A former shelter worker says two veterinarians came to the shelter when the euthanasia of 170 animals was carried out. Those doctors would not return our calls and one sent word through a co-worker saying "no comment."

But veterinarian Dr. Wendy Wolfson, who for 22 years has worked in shelters and now is on the faculty of LSU Veterinary School, says that disease outbreaks in shelters are extremely hard to manage.

"It's very difficult to put dozens of animals on IV fluids, antibiotics and then it spreads the longer you keep those animals the more it spreads," said Dr. Wolfson.

There is still no confirmation of what the diarrhea causing illness was. One former employee was told corona virus. The parish president Gordon Burgess says it was airborne, but corona virus is spread through feces.
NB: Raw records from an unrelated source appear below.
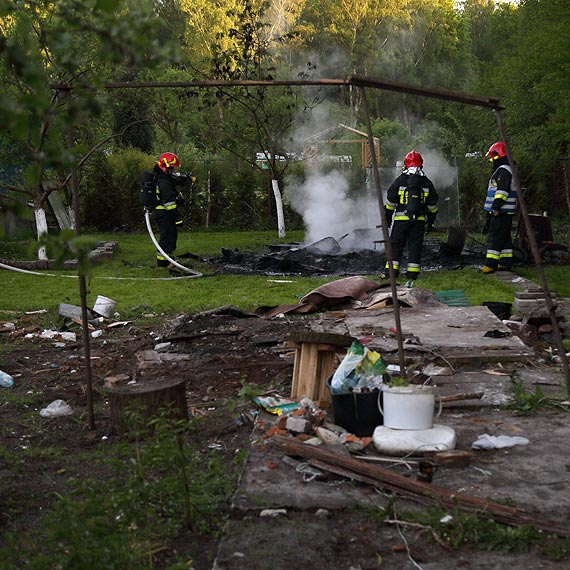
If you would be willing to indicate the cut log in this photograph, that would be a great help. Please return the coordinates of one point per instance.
(134, 405)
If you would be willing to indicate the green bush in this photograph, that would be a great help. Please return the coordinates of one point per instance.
(111, 201)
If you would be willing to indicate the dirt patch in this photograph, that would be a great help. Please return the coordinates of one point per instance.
(226, 349)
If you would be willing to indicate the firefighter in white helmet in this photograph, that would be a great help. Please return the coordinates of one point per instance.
(411, 208)
(501, 207)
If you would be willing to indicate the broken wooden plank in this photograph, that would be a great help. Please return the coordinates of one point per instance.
(426, 493)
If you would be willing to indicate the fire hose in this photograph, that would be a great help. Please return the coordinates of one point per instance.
(175, 263)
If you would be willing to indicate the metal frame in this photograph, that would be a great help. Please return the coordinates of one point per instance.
(362, 83)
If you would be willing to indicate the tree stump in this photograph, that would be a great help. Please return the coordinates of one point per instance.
(134, 405)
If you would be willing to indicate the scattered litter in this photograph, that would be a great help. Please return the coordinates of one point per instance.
(487, 441)
(433, 370)
(309, 473)
(276, 405)
(272, 512)
(118, 323)
(496, 333)
(56, 409)
(66, 335)
(361, 367)
(485, 472)
(496, 373)
(6, 381)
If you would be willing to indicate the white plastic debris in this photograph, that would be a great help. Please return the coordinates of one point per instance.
(487, 441)
(56, 409)
(272, 512)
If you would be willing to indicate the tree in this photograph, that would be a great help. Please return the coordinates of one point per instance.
(254, 120)
(69, 43)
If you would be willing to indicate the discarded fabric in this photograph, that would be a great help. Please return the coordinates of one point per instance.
(56, 409)
(487, 441)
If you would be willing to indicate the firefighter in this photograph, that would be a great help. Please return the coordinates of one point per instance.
(501, 207)
(411, 204)
(167, 213)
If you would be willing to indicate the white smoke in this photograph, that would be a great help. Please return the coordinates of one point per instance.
(327, 211)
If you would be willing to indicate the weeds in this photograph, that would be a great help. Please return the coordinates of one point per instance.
(526, 403)
(156, 487)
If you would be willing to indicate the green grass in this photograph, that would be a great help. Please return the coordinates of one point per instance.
(132, 279)
(557, 277)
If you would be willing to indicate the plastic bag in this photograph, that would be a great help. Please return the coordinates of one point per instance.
(342, 379)
(55, 409)
(361, 367)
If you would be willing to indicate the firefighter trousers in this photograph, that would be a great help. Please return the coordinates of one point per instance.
(410, 233)
(500, 241)
(168, 234)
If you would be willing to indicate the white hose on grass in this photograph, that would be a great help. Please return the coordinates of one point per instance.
(175, 263)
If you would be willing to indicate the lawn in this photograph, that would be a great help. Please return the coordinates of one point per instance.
(139, 287)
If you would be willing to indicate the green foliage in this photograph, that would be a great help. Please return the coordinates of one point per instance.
(112, 197)
(154, 487)
(526, 403)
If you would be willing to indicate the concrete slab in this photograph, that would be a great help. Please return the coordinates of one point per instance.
(452, 332)
(496, 387)
(269, 482)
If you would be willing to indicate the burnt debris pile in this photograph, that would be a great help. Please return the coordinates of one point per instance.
(325, 258)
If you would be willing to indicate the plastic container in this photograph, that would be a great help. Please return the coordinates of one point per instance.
(6, 381)
(105, 306)
(357, 412)
(409, 407)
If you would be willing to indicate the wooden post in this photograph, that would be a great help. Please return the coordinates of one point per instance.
(315, 364)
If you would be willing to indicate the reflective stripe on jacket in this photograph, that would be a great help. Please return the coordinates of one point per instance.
(507, 196)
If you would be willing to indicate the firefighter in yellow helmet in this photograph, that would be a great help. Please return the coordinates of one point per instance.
(411, 203)
(501, 207)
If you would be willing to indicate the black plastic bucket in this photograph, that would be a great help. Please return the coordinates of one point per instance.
(359, 413)
(500, 310)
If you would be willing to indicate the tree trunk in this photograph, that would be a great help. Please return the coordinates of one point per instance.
(279, 206)
(41, 227)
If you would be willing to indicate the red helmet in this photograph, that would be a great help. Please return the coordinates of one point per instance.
(167, 160)
(497, 150)
(413, 159)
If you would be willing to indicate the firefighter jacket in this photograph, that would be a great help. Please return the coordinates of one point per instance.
(411, 196)
(501, 193)
(166, 191)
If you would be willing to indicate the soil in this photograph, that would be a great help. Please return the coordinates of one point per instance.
(223, 348)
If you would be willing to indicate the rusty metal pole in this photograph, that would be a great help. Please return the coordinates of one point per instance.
(82, 283)
(385, 234)
(536, 256)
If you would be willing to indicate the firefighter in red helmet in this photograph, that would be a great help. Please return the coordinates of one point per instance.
(501, 207)
(167, 212)
(411, 208)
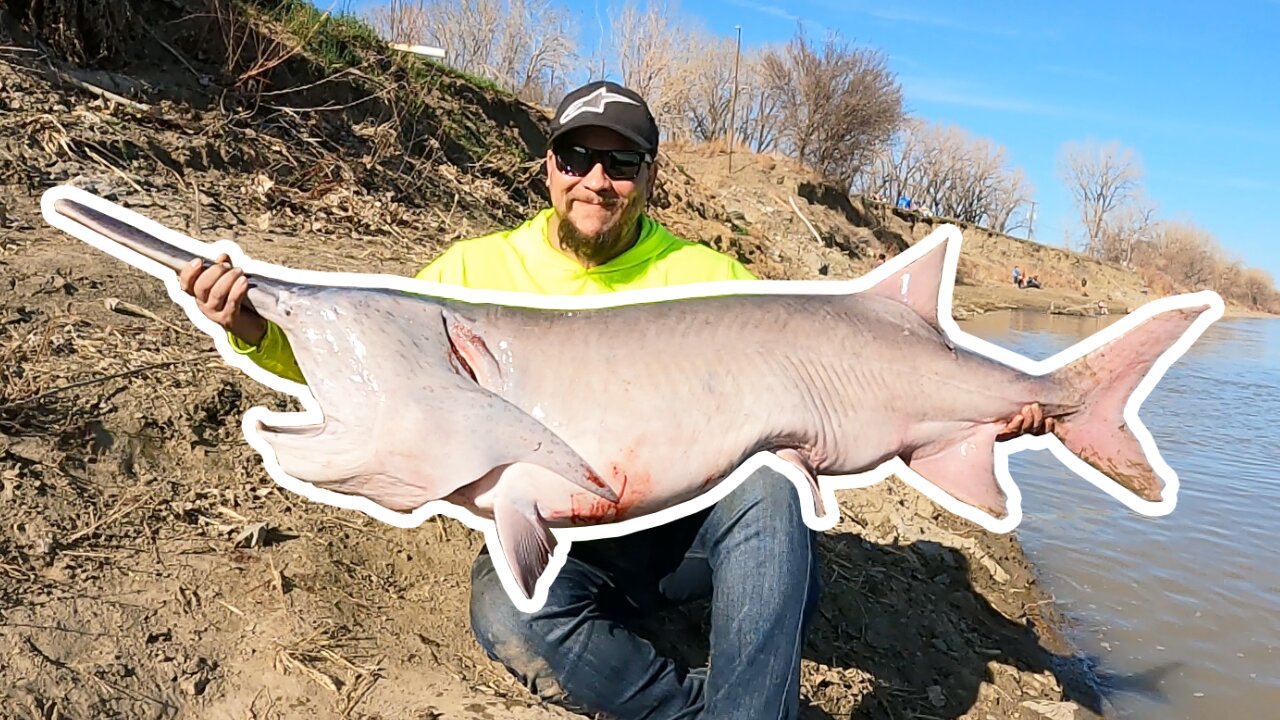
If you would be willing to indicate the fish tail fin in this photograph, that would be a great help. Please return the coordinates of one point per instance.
(1121, 372)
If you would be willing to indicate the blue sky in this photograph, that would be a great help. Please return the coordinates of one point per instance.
(1192, 87)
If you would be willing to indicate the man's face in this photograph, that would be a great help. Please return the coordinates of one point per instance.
(595, 209)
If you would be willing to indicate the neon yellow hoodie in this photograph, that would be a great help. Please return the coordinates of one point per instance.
(522, 260)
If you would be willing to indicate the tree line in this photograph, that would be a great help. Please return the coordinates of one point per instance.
(828, 103)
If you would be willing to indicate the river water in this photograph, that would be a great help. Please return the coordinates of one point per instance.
(1183, 611)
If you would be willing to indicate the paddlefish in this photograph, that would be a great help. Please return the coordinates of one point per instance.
(538, 420)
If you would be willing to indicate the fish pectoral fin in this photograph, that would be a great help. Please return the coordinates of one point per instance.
(525, 541)
(796, 459)
(513, 436)
(964, 466)
(316, 454)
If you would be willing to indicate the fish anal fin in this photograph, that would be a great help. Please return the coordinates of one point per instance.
(798, 459)
(525, 541)
(964, 466)
(917, 285)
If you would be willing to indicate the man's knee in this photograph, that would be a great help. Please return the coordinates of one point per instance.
(507, 634)
(769, 493)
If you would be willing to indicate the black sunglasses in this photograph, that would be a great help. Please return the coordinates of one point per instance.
(618, 164)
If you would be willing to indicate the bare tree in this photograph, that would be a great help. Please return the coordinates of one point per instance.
(1185, 253)
(1101, 178)
(1127, 227)
(1258, 290)
(837, 104)
(521, 45)
(949, 172)
(708, 78)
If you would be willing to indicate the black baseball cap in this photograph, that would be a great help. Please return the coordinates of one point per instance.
(609, 105)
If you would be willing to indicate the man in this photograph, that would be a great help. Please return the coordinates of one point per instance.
(750, 554)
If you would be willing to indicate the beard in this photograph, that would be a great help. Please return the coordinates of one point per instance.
(609, 241)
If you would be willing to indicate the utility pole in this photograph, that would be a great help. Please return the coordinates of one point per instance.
(732, 105)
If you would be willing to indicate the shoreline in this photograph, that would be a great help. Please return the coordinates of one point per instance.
(976, 300)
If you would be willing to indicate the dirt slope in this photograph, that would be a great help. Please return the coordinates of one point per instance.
(150, 568)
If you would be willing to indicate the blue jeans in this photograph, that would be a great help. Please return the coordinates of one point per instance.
(750, 554)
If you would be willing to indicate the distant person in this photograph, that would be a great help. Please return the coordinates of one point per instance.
(750, 554)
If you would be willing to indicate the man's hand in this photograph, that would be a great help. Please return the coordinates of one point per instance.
(1031, 420)
(219, 291)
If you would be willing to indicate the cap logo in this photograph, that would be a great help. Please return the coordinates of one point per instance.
(593, 103)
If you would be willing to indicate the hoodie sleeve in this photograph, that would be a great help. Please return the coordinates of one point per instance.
(272, 354)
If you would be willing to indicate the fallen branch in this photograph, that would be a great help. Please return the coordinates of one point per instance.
(805, 220)
(103, 379)
(103, 94)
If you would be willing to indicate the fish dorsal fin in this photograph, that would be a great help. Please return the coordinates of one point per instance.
(917, 285)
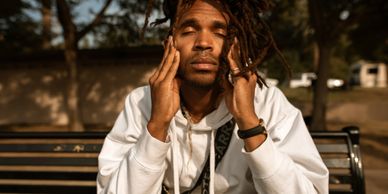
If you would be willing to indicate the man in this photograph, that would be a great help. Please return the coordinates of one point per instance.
(194, 129)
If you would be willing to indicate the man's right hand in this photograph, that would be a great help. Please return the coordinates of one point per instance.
(164, 92)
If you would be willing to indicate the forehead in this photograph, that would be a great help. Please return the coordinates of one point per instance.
(205, 10)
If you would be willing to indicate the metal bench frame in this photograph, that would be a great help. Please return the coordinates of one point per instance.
(33, 163)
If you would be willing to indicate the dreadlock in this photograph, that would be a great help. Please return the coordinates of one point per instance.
(246, 24)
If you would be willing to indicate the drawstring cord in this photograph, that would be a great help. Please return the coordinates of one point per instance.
(212, 163)
(174, 158)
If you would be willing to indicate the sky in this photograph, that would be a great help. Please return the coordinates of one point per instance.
(84, 13)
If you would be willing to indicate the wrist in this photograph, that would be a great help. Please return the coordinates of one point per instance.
(247, 122)
(158, 130)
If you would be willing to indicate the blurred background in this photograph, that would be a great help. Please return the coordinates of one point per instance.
(67, 65)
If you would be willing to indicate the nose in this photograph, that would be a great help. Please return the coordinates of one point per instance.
(203, 42)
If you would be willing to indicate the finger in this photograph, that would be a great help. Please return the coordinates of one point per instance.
(177, 82)
(174, 68)
(153, 77)
(167, 63)
(167, 49)
(226, 85)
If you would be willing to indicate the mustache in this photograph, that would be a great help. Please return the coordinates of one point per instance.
(204, 58)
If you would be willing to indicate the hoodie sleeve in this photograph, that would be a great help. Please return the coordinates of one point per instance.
(288, 161)
(131, 160)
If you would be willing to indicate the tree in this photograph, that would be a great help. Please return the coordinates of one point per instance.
(18, 32)
(71, 38)
(46, 23)
(329, 19)
(124, 28)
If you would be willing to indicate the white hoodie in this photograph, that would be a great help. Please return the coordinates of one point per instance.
(133, 162)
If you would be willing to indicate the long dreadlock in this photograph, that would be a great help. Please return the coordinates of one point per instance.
(246, 24)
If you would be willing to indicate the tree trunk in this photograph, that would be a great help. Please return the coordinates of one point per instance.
(72, 36)
(320, 89)
(73, 106)
(46, 24)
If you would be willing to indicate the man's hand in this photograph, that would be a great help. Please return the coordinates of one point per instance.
(164, 92)
(239, 98)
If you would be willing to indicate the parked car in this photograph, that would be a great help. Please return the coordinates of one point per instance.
(306, 80)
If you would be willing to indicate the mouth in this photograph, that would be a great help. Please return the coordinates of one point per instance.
(204, 64)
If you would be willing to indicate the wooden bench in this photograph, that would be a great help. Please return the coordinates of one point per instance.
(67, 162)
(340, 151)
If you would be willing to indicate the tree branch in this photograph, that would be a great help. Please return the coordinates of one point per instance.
(65, 17)
(96, 20)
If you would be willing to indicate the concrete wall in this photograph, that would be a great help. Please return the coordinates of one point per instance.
(32, 92)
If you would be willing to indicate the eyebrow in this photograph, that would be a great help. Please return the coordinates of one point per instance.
(195, 24)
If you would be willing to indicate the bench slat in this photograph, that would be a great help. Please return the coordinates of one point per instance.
(337, 163)
(332, 148)
(50, 148)
(44, 161)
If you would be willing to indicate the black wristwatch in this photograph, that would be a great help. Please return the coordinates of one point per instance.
(259, 129)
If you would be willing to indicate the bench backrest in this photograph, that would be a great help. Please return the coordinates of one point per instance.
(67, 162)
(340, 152)
(49, 162)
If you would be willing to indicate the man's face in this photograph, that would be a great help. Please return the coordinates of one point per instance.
(199, 37)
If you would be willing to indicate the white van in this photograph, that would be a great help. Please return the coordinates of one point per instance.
(368, 75)
(303, 80)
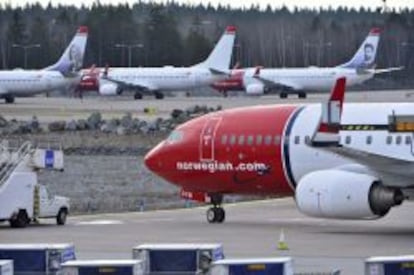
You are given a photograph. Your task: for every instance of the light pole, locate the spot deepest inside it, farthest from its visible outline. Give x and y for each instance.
(129, 47)
(25, 49)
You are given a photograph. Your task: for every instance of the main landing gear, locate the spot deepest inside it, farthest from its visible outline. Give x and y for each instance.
(216, 214)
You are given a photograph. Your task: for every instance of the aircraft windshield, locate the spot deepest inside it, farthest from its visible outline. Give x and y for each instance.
(175, 136)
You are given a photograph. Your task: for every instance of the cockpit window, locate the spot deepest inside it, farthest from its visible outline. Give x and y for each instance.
(175, 136)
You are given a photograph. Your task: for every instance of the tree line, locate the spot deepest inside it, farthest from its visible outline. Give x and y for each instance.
(181, 35)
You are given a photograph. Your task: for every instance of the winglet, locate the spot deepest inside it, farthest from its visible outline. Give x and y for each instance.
(327, 132)
(257, 71)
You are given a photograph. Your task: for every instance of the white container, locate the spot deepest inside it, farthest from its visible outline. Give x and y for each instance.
(95, 267)
(395, 265)
(262, 266)
(177, 258)
(6, 267)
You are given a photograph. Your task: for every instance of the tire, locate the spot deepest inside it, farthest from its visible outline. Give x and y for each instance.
(283, 95)
(9, 99)
(21, 220)
(302, 95)
(211, 215)
(61, 216)
(159, 95)
(220, 215)
(137, 96)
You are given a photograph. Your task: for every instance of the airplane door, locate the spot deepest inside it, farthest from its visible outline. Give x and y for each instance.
(207, 139)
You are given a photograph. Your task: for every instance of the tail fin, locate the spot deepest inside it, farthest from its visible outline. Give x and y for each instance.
(71, 60)
(220, 58)
(327, 132)
(364, 58)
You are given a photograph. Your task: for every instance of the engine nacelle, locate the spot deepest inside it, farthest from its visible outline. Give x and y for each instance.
(109, 89)
(345, 195)
(255, 89)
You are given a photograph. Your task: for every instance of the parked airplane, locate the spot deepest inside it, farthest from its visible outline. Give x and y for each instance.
(257, 81)
(157, 79)
(62, 74)
(350, 162)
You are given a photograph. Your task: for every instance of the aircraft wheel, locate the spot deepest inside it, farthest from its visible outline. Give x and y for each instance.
(211, 215)
(159, 95)
(9, 99)
(137, 96)
(61, 216)
(283, 95)
(216, 215)
(220, 215)
(302, 95)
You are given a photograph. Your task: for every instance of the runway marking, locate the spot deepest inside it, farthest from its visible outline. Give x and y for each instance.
(99, 222)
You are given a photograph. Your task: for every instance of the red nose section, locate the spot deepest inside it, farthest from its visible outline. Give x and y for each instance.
(153, 159)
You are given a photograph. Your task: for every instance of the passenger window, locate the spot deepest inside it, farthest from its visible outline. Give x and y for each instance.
(307, 139)
(398, 140)
(408, 140)
(241, 140)
(297, 139)
(250, 140)
(175, 136)
(259, 140)
(276, 140)
(268, 140)
(224, 139)
(389, 140)
(369, 140)
(232, 139)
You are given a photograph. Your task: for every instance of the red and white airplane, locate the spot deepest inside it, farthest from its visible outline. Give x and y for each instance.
(300, 81)
(352, 161)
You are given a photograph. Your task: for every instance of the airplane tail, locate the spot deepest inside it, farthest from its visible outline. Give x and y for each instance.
(219, 59)
(72, 58)
(364, 58)
(327, 133)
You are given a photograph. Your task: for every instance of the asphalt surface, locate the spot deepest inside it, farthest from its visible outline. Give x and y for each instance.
(63, 108)
(251, 230)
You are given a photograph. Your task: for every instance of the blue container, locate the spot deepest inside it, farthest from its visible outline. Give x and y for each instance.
(174, 259)
(37, 259)
(6, 267)
(398, 265)
(106, 267)
(260, 266)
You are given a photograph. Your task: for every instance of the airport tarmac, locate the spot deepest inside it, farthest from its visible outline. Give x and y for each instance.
(252, 229)
(64, 108)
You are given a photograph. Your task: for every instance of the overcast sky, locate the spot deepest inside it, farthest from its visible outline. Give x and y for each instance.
(247, 3)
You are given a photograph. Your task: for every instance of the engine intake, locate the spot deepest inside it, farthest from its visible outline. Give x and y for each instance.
(345, 195)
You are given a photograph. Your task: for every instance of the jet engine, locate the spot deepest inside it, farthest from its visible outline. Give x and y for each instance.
(345, 195)
(109, 89)
(255, 89)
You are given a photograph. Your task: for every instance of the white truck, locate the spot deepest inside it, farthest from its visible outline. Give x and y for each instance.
(22, 199)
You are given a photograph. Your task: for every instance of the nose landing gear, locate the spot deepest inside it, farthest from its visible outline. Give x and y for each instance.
(216, 214)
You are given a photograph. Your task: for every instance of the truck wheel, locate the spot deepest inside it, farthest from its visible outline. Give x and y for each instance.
(20, 221)
(61, 217)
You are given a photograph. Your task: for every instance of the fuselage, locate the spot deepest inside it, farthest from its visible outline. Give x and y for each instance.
(308, 79)
(30, 82)
(165, 78)
(265, 149)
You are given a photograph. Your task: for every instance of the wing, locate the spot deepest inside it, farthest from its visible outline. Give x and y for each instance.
(326, 137)
(281, 84)
(134, 84)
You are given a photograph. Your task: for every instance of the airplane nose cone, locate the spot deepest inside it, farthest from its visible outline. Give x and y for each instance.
(153, 159)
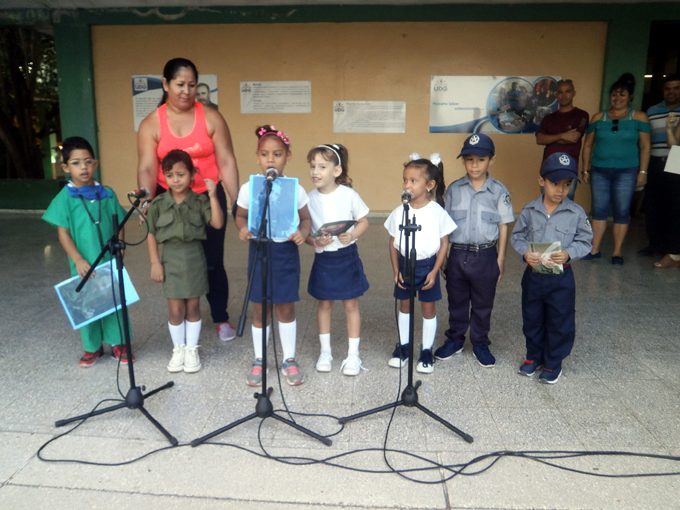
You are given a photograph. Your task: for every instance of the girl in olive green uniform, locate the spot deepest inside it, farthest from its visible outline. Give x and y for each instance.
(177, 220)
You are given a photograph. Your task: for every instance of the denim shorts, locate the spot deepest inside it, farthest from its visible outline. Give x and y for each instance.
(612, 188)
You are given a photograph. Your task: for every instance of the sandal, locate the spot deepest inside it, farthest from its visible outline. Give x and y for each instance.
(667, 263)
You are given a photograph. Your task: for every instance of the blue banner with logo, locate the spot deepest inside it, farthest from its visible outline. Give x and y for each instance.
(490, 104)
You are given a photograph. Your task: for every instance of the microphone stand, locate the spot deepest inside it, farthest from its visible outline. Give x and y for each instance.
(263, 408)
(134, 398)
(409, 396)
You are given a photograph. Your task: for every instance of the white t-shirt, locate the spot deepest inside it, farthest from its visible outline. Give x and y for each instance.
(243, 201)
(434, 221)
(343, 203)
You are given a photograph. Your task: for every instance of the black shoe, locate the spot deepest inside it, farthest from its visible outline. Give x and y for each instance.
(449, 348)
(426, 362)
(399, 356)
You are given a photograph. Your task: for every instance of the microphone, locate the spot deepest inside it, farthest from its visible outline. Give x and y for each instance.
(140, 193)
(272, 174)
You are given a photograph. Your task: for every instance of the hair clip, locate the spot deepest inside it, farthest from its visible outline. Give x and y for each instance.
(334, 148)
(271, 130)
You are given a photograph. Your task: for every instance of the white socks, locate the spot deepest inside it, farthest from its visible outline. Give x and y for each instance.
(403, 328)
(193, 331)
(257, 340)
(353, 347)
(325, 341)
(288, 334)
(429, 332)
(177, 333)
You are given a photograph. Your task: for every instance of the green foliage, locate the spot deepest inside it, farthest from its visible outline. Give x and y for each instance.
(29, 106)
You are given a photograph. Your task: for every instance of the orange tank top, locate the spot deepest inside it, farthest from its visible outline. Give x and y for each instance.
(197, 144)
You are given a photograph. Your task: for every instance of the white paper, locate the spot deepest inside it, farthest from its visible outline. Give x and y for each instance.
(673, 161)
(369, 116)
(147, 91)
(276, 97)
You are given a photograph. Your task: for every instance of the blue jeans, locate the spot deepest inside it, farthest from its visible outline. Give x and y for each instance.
(612, 187)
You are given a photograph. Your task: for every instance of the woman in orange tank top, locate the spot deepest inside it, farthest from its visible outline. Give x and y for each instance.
(182, 123)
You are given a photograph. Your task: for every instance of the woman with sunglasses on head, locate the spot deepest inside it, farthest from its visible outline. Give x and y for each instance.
(615, 159)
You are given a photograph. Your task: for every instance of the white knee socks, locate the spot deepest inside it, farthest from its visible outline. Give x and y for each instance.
(257, 340)
(403, 328)
(429, 332)
(177, 333)
(193, 331)
(288, 334)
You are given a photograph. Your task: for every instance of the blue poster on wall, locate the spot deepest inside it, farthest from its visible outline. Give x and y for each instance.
(490, 104)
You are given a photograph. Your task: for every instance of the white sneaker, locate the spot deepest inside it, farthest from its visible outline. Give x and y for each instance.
(177, 361)
(352, 365)
(226, 332)
(192, 363)
(324, 362)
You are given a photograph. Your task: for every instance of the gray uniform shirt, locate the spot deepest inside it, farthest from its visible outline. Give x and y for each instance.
(568, 224)
(478, 213)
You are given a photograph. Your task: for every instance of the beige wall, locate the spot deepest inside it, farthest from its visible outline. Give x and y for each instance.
(352, 61)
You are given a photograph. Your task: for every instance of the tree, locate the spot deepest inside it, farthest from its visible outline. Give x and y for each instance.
(29, 107)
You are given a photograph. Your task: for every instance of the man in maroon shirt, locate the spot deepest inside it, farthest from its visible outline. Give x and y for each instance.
(562, 131)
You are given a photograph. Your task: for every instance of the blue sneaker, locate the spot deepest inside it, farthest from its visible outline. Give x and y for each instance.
(549, 376)
(450, 348)
(399, 356)
(484, 356)
(426, 362)
(529, 367)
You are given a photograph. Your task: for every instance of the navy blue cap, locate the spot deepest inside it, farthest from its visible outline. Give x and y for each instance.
(478, 144)
(559, 166)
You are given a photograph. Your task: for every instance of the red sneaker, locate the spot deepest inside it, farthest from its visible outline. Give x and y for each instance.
(120, 352)
(90, 358)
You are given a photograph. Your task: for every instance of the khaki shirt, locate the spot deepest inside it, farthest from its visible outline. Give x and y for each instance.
(179, 223)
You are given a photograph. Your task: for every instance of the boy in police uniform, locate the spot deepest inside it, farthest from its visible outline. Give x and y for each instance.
(549, 300)
(482, 209)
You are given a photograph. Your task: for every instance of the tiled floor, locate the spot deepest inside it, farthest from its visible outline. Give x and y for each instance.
(620, 391)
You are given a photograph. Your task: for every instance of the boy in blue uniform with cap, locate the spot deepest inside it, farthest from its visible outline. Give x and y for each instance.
(482, 209)
(549, 300)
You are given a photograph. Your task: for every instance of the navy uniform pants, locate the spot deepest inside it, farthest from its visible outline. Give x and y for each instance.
(471, 279)
(549, 315)
(653, 203)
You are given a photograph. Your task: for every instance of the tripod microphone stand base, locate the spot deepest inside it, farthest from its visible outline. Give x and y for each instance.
(133, 400)
(409, 398)
(263, 409)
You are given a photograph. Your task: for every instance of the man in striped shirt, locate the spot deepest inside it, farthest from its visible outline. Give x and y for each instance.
(654, 219)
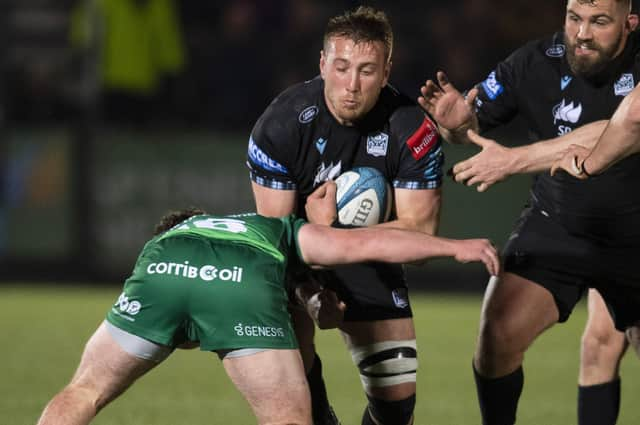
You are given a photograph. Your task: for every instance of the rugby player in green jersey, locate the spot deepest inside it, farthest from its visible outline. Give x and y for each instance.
(219, 282)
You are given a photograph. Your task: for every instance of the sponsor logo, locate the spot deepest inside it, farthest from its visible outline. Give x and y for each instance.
(326, 173)
(206, 273)
(377, 144)
(492, 86)
(364, 209)
(261, 159)
(256, 330)
(556, 51)
(624, 85)
(567, 112)
(321, 144)
(308, 114)
(400, 297)
(124, 307)
(423, 139)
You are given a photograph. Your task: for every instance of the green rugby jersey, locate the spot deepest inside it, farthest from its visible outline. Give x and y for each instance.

Wednesday, he told Medical Watch that he has several parish people looking into all of these allegations at the shelter but believes the director was doing his job.

Dr. Wolfson does not have first hand knowledge of the Tangipahoa situation but says officials will need all the facts before a determining what happened. "It's hard for any shelter to euthanize and no one does euthanasia with out very careful consideration and I'm sure that they gave very hard and extensive thinking before they euthanized so many animals."

Two shelter workers have voluntarily resigned because of the management at the shelter. One other was put on administrative leave.

(Note: The dog in the video version of this story that is being examined by Dr. Wolfson, is available now for adoption from the LA/SPCA in Algiers.)